Hyperparameters

Hyperparameters are the configuration settings you choose (not learned from data) and typically set before training a machine learning model. They control how the model learns, and unlike model parameters, they must be specified by you.

Understanding hyperparameters is crucial because good hyperparameter choices can dramatically improve model performance, while poor ones can lead to underfitting, overfitting, or wasted compute resources.

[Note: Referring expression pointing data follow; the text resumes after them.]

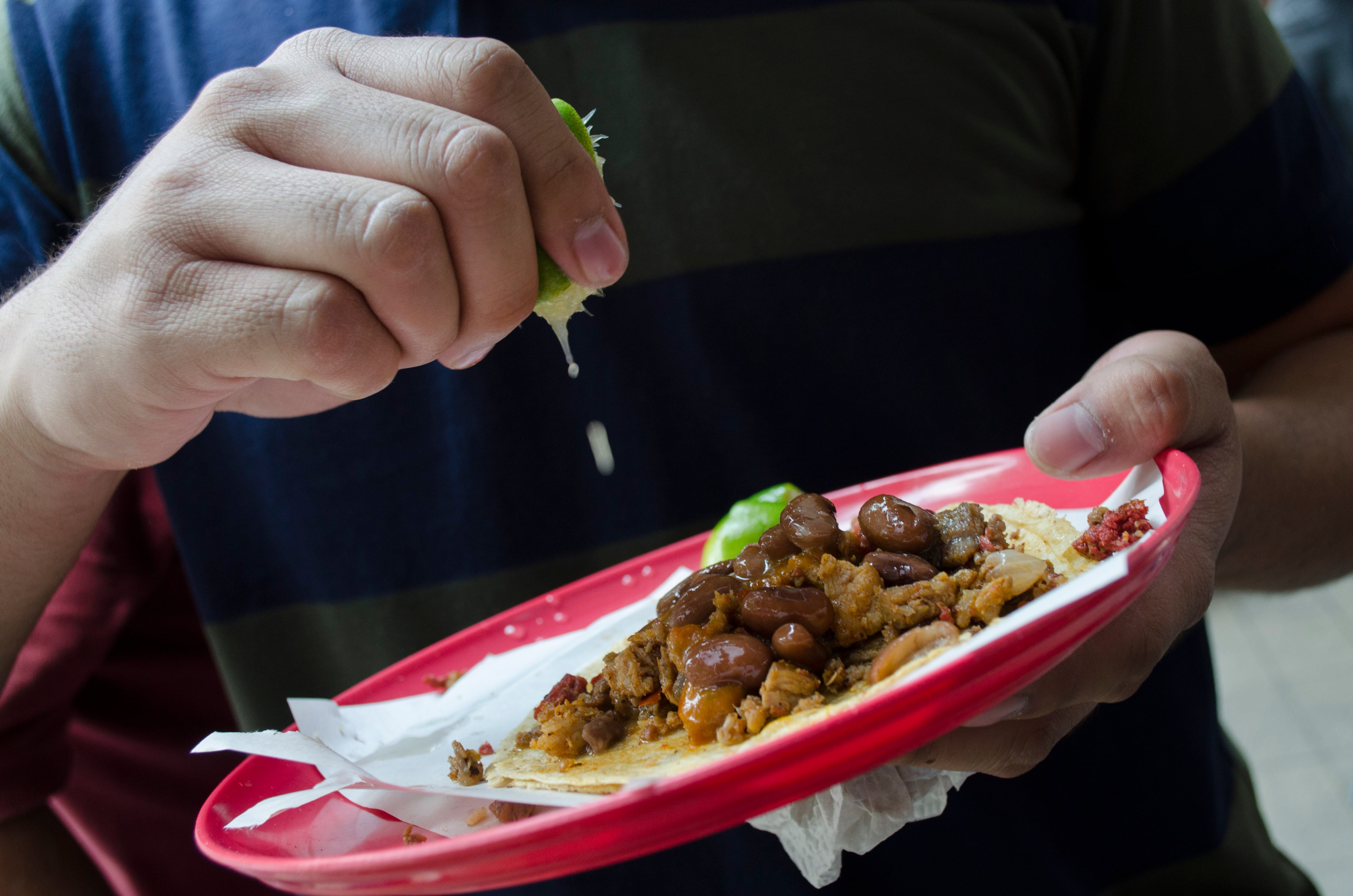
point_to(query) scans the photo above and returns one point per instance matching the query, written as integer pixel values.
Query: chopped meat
(853, 592)
(754, 714)
(964, 578)
(960, 530)
(669, 676)
(994, 539)
(566, 691)
(785, 685)
(910, 605)
(733, 730)
(633, 673)
(442, 683)
(834, 677)
(507, 813)
(808, 703)
(562, 730)
(857, 673)
(604, 731)
(983, 604)
(868, 650)
(466, 767)
(1115, 530)
(650, 635)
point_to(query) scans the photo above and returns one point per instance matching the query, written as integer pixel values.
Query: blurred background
(1285, 679)
(1285, 664)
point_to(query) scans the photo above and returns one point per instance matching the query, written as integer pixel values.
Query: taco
(799, 626)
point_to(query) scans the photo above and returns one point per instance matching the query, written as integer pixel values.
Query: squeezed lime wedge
(746, 522)
(559, 298)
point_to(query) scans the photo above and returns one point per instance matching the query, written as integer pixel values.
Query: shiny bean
(900, 569)
(797, 645)
(728, 660)
(810, 522)
(699, 581)
(776, 543)
(766, 610)
(751, 562)
(894, 524)
(695, 607)
(910, 646)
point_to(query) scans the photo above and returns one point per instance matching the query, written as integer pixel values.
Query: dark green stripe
(18, 133)
(753, 139)
(1180, 79)
(317, 650)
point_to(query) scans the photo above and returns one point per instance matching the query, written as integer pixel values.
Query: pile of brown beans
(788, 623)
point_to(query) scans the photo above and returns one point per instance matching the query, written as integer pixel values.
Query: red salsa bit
(567, 691)
(1111, 531)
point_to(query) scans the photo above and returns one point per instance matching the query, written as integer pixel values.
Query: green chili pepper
(746, 522)
(558, 297)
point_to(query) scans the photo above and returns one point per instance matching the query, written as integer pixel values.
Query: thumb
(1153, 392)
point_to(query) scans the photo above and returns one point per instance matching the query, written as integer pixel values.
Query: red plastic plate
(335, 846)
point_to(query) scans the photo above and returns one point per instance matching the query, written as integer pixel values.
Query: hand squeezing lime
(558, 297)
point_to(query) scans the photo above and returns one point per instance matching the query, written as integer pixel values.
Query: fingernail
(600, 252)
(1000, 713)
(1067, 439)
(470, 359)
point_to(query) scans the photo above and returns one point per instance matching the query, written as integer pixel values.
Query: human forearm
(1295, 417)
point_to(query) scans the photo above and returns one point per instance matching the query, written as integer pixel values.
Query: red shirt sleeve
(124, 561)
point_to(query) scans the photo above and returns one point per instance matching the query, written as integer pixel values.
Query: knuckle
(231, 94)
(1027, 749)
(340, 347)
(481, 164)
(316, 44)
(486, 70)
(400, 233)
(1160, 400)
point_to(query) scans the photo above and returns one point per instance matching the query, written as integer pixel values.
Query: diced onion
(1022, 569)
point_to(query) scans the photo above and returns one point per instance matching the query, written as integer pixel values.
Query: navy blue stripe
(30, 222)
(518, 21)
(1251, 233)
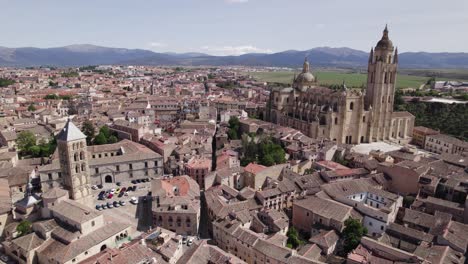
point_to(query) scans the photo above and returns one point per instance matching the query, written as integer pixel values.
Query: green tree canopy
(89, 130)
(6, 82)
(31, 108)
(234, 128)
(25, 140)
(352, 234)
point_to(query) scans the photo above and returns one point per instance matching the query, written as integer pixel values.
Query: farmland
(331, 77)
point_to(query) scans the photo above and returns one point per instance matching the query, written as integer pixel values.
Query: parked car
(5, 258)
(189, 241)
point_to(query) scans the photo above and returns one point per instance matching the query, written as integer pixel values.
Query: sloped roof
(70, 132)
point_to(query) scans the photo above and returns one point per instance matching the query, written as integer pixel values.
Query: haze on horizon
(234, 27)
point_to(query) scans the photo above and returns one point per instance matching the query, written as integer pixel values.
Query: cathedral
(350, 116)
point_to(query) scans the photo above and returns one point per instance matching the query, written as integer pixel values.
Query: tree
(352, 234)
(100, 139)
(112, 139)
(234, 127)
(51, 97)
(89, 130)
(31, 108)
(6, 82)
(24, 228)
(105, 131)
(25, 140)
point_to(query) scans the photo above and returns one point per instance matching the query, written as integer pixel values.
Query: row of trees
(105, 135)
(57, 97)
(262, 151)
(448, 118)
(6, 82)
(27, 145)
(234, 128)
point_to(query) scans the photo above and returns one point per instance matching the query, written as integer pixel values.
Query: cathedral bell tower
(72, 150)
(381, 77)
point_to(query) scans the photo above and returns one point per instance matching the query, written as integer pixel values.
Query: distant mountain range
(80, 55)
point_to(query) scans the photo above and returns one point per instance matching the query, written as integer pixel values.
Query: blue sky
(224, 27)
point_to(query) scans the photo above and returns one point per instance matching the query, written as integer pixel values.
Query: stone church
(350, 116)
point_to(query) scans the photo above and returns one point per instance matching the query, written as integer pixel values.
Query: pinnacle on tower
(395, 57)
(306, 66)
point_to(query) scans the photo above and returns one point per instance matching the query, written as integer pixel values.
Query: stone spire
(395, 57)
(306, 66)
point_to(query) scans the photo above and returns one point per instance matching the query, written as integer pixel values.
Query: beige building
(347, 116)
(442, 143)
(176, 204)
(420, 133)
(69, 233)
(111, 163)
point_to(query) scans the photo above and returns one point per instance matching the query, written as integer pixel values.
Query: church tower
(72, 150)
(381, 76)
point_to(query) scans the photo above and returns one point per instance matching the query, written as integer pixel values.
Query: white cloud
(236, 1)
(319, 26)
(157, 44)
(234, 50)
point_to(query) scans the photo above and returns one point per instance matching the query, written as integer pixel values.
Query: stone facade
(74, 164)
(119, 162)
(346, 115)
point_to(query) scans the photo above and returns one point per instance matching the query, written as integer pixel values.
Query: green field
(328, 78)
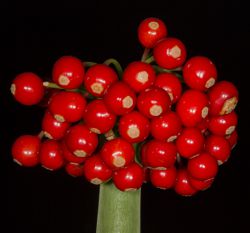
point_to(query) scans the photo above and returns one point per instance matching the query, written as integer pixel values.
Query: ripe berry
(150, 31)
(129, 178)
(67, 106)
(98, 78)
(223, 98)
(98, 118)
(171, 84)
(134, 127)
(96, 171)
(120, 98)
(153, 102)
(170, 53)
(190, 142)
(139, 75)
(199, 73)
(68, 72)
(117, 153)
(27, 88)
(192, 107)
(25, 150)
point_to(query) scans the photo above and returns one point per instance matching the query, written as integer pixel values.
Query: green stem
(118, 212)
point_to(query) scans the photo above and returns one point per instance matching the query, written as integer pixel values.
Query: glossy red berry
(150, 31)
(134, 127)
(153, 102)
(120, 98)
(51, 155)
(192, 107)
(67, 106)
(27, 88)
(202, 167)
(25, 150)
(96, 171)
(170, 53)
(163, 179)
(190, 142)
(98, 78)
(129, 178)
(166, 127)
(199, 73)
(171, 84)
(68, 72)
(139, 75)
(117, 153)
(223, 98)
(98, 118)
(81, 141)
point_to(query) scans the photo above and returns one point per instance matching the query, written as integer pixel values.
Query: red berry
(81, 141)
(96, 171)
(98, 118)
(98, 78)
(150, 31)
(25, 150)
(202, 167)
(171, 84)
(117, 153)
(223, 98)
(199, 73)
(170, 53)
(51, 155)
(139, 75)
(223, 125)
(67, 106)
(163, 179)
(134, 127)
(129, 178)
(153, 102)
(120, 98)
(27, 88)
(190, 142)
(166, 127)
(192, 107)
(68, 72)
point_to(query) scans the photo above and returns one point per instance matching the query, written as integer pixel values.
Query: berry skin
(223, 125)
(25, 150)
(27, 88)
(192, 107)
(199, 73)
(223, 98)
(96, 171)
(68, 72)
(52, 128)
(81, 141)
(120, 98)
(117, 153)
(190, 142)
(129, 178)
(163, 179)
(139, 75)
(153, 102)
(134, 127)
(67, 106)
(98, 118)
(202, 167)
(171, 84)
(166, 127)
(98, 78)
(51, 155)
(170, 53)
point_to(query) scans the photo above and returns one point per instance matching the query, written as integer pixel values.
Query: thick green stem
(118, 212)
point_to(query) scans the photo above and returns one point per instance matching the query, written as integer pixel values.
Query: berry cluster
(164, 119)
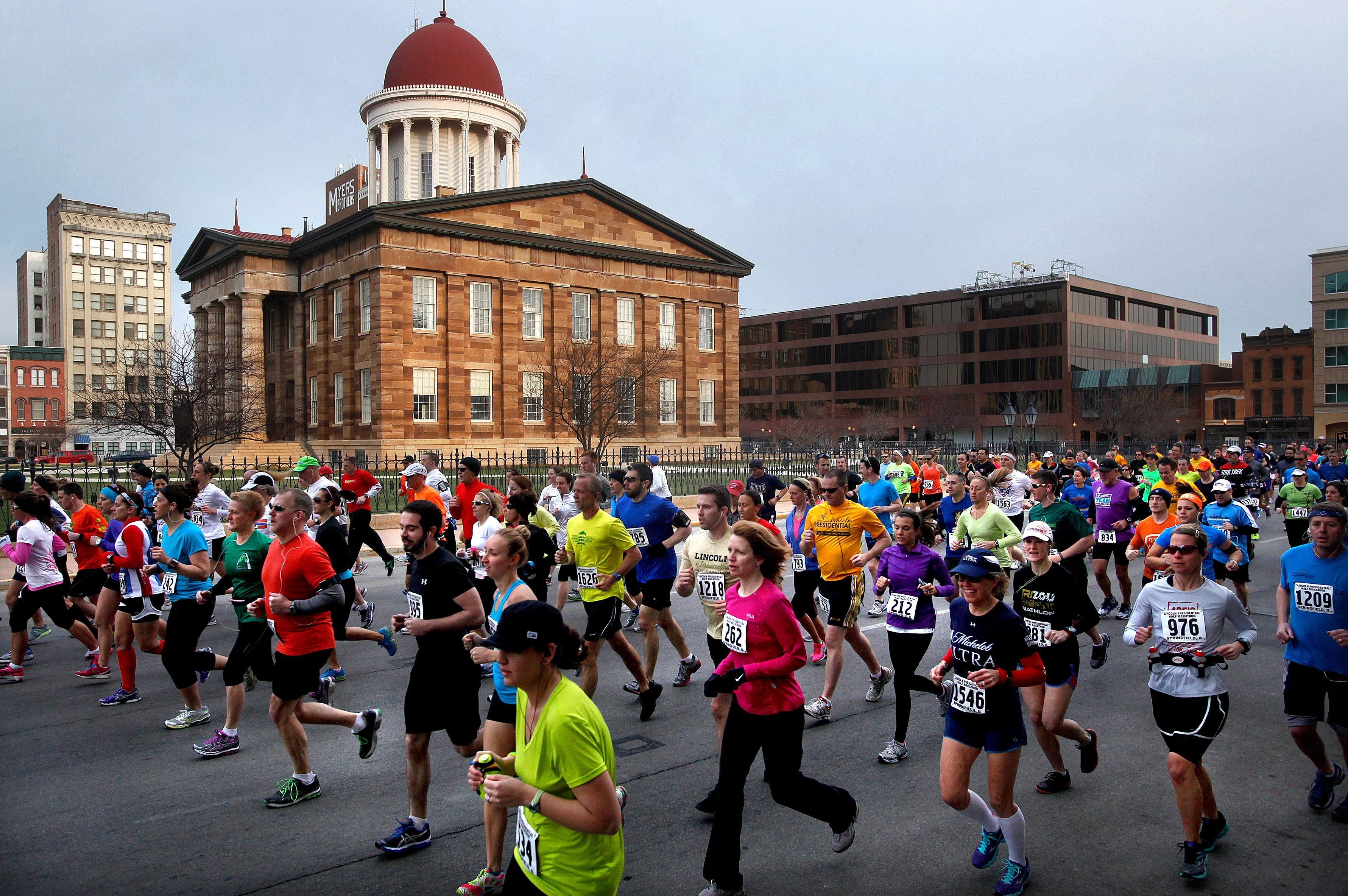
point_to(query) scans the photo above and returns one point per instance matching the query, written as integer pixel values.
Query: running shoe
(1100, 653)
(893, 752)
(95, 673)
(1194, 863)
(368, 736)
(878, 684)
(1090, 752)
(986, 852)
(218, 746)
(687, 669)
(291, 792)
(649, 697)
(406, 838)
(1055, 783)
(820, 709)
(1323, 789)
(189, 717)
(1014, 877)
(1211, 831)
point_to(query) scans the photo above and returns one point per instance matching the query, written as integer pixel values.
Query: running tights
(906, 654)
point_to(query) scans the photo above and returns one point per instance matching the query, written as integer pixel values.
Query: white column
(435, 156)
(383, 164)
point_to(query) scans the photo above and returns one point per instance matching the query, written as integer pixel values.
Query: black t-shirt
(433, 583)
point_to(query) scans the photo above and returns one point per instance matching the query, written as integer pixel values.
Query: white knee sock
(979, 812)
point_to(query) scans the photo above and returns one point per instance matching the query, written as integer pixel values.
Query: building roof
(443, 55)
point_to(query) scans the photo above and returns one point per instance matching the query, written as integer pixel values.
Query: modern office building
(949, 364)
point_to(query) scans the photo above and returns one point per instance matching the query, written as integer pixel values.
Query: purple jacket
(906, 570)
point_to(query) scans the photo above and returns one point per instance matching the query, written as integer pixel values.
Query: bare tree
(600, 391)
(166, 391)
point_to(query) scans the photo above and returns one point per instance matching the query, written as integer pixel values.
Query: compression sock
(1014, 831)
(979, 812)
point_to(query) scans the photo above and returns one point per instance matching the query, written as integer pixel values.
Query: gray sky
(851, 151)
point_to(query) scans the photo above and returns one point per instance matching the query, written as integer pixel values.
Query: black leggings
(187, 622)
(778, 736)
(252, 648)
(906, 653)
(363, 534)
(52, 600)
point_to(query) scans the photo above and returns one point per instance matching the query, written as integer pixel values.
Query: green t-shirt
(571, 747)
(243, 566)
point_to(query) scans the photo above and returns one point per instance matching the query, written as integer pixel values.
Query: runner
(765, 651)
(1055, 607)
(300, 591)
(912, 573)
(1188, 615)
(656, 527)
(603, 552)
(1314, 624)
(834, 535)
(990, 659)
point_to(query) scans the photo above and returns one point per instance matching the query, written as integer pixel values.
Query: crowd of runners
(997, 544)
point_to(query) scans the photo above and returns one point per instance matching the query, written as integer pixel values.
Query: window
(365, 395)
(533, 313)
(668, 330)
(626, 321)
(365, 305)
(669, 402)
(424, 304)
(480, 397)
(707, 402)
(580, 317)
(480, 309)
(424, 393)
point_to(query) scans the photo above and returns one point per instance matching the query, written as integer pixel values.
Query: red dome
(444, 55)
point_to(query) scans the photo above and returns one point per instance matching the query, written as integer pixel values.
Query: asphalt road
(110, 802)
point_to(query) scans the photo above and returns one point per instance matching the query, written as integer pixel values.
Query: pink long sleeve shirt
(774, 651)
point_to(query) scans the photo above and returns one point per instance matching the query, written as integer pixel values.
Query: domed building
(443, 305)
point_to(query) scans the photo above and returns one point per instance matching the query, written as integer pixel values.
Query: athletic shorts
(844, 599)
(498, 711)
(293, 677)
(982, 734)
(1189, 724)
(603, 617)
(141, 609)
(440, 703)
(1304, 693)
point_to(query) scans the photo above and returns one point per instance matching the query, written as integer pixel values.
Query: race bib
(735, 635)
(905, 605)
(1314, 599)
(1184, 624)
(526, 843)
(711, 587)
(968, 697)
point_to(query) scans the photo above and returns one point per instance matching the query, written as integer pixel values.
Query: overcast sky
(851, 151)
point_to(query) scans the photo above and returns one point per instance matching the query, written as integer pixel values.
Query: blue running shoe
(1323, 789)
(987, 849)
(1014, 877)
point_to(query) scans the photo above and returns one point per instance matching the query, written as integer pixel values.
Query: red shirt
(296, 570)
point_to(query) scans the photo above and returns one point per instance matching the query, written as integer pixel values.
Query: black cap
(528, 624)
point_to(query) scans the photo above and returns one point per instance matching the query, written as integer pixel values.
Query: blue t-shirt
(878, 494)
(1215, 537)
(181, 545)
(650, 522)
(1079, 498)
(1316, 612)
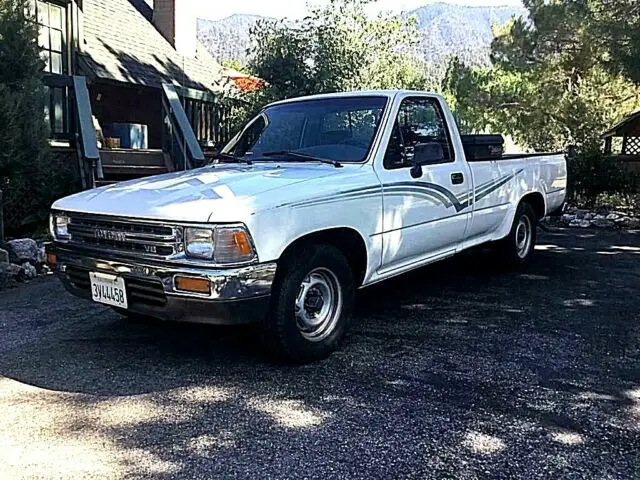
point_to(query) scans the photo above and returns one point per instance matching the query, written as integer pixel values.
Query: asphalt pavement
(457, 370)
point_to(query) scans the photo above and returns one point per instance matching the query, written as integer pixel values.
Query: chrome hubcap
(318, 304)
(523, 236)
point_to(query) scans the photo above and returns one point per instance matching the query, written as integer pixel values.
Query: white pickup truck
(315, 198)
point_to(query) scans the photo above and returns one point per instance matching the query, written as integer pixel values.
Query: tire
(516, 249)
(311, 304)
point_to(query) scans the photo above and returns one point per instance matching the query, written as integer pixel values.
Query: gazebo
(623, 140)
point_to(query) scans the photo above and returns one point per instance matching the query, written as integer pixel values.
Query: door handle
(457, 178)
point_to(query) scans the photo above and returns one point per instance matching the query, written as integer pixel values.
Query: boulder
(4, 274)
(575, 223)
(629, 222)
(602, 223)
(16, 272)
(29, 271)
(23, 250)
(42, 256)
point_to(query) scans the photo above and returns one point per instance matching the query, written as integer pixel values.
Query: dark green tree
(24, 151)
(336, 48)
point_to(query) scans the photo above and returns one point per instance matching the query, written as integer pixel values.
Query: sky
(217, 9)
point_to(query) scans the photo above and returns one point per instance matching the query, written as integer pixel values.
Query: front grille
(122, 236)
(141, 292)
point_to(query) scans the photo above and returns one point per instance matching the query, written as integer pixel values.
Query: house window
(52, 22)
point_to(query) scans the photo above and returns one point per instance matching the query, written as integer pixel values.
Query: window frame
(376, 138)
(396, 126)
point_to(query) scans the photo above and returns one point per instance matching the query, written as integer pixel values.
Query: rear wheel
(516, 250)
(311, 305)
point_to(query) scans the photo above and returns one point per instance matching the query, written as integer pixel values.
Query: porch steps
(119, 165)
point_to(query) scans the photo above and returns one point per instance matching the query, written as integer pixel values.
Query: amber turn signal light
(192, 284)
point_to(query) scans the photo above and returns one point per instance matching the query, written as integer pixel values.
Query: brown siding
(129, 104)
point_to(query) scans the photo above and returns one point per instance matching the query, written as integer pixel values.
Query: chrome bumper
(238, 295)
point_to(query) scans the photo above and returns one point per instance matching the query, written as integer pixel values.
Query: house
(132, 55)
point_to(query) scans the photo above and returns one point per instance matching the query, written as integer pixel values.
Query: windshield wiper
(301, 156)
(232, 158)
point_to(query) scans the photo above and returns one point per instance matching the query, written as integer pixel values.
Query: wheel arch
(537, 202)
(346, 239)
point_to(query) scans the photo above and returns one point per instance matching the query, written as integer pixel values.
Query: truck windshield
(341, 129)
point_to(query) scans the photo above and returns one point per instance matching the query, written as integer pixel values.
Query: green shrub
(29, 175)
(592, 175)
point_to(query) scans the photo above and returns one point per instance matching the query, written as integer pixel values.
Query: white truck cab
(314, 198)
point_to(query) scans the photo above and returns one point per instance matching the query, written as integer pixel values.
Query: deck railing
(180, 141)
(79, 128)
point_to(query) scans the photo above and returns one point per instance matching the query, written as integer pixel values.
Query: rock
(29, 271)
(575, 223)
(23, 250)
(602, 223)
(4, 275)
(16, 272)
(629, 222)
(42, 256)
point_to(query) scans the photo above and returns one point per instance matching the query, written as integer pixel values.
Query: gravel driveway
(453, 371)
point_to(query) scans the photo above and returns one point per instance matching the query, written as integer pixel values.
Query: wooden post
(1, 219)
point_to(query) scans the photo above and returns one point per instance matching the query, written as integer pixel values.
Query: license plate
(108, 289)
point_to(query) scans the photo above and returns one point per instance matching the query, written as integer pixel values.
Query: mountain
(227, 39)
(445, 30)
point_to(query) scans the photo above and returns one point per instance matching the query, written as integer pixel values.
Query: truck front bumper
(237, 295)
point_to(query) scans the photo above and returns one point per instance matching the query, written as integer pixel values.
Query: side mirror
(425, 154)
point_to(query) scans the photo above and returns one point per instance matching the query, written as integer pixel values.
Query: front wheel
(311, 305)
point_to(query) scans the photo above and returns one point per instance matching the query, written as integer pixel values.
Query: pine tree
(24, 150)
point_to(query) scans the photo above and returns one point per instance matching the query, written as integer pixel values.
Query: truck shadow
(469, 361)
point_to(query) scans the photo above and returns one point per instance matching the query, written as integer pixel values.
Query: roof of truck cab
(358, 93)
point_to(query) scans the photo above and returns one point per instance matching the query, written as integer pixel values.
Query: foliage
(444, 30)
(594, 175)
(336, 48)
(560, 77)
(25, 168)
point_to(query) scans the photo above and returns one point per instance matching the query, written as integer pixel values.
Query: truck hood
(228, 191)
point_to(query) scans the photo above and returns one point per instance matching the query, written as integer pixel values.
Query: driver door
(423, 205)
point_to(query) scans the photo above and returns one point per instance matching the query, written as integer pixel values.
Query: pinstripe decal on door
(425, 190)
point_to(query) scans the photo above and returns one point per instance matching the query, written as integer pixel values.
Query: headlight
(198, 242)
(222, 244)
(59, 227)
(233, 245)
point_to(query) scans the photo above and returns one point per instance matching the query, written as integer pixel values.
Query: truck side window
(420, 123)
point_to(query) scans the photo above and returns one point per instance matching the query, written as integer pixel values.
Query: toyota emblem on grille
(102, 234)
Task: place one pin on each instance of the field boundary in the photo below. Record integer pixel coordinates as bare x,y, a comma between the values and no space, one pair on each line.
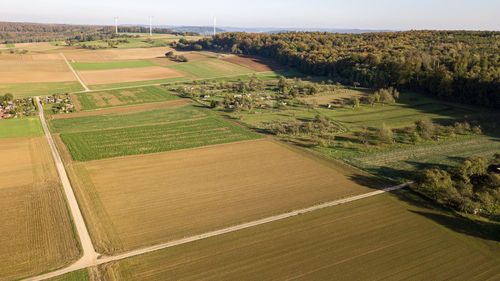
75,73
107,259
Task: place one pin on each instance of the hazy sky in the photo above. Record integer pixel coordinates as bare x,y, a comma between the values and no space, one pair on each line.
372,14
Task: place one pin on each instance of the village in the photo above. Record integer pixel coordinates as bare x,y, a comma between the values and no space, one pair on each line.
16,108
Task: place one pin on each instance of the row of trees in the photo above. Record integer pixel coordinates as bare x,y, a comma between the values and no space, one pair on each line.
471,187
455,65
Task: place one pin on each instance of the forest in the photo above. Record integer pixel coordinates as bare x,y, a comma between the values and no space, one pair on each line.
461,66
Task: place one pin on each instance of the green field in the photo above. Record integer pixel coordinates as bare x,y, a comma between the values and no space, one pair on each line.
396,160
40,89
211,68
378,238
138,137
114,121
96,100
25,127
111,65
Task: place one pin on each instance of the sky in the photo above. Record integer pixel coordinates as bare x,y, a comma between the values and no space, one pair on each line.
361,14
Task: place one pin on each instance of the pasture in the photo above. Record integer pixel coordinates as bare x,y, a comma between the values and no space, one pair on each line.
378,238
137,136
111,98
37,234
24,127
143,200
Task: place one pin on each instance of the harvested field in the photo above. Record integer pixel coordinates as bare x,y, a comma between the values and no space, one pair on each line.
124,109
112,65
32,71
122,97
38,89
115,54
211,68
37,234
144,200
128,75
143,133
25,127
374,239
256,64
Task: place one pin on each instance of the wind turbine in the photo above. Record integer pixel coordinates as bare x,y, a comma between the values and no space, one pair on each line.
215,26
151,26
116,25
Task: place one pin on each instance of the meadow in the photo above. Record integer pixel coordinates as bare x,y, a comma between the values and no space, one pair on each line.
397,160
24,127
379,238
37,233
144,200
143,138
111,98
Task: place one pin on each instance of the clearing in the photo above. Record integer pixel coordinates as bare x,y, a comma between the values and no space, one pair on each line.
37,229
143,200
378,238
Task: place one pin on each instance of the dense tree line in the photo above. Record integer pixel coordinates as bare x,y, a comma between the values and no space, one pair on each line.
454,65
471,187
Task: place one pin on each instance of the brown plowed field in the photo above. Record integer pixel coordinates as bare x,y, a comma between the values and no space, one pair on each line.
36,234
127,75
124,109
115,54
28,69
138,201
256,64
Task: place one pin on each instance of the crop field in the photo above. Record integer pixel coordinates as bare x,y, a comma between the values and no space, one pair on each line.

Hyperparameters vs. Model Parameters

Aspect	Model Parameters	Hyperparameters
Learned from data?	Yes	No (set before training)
When set?	During training	Before training
Purpose	Make predictions	Control learning process
Example	Weights in a neural network	Learning rate, tree depth

Analogy: Model parameters are the chef’s recipe adjustments (learned through cooking). Hyperparameters are the kitchen equipment and cooking method (chosen before starting).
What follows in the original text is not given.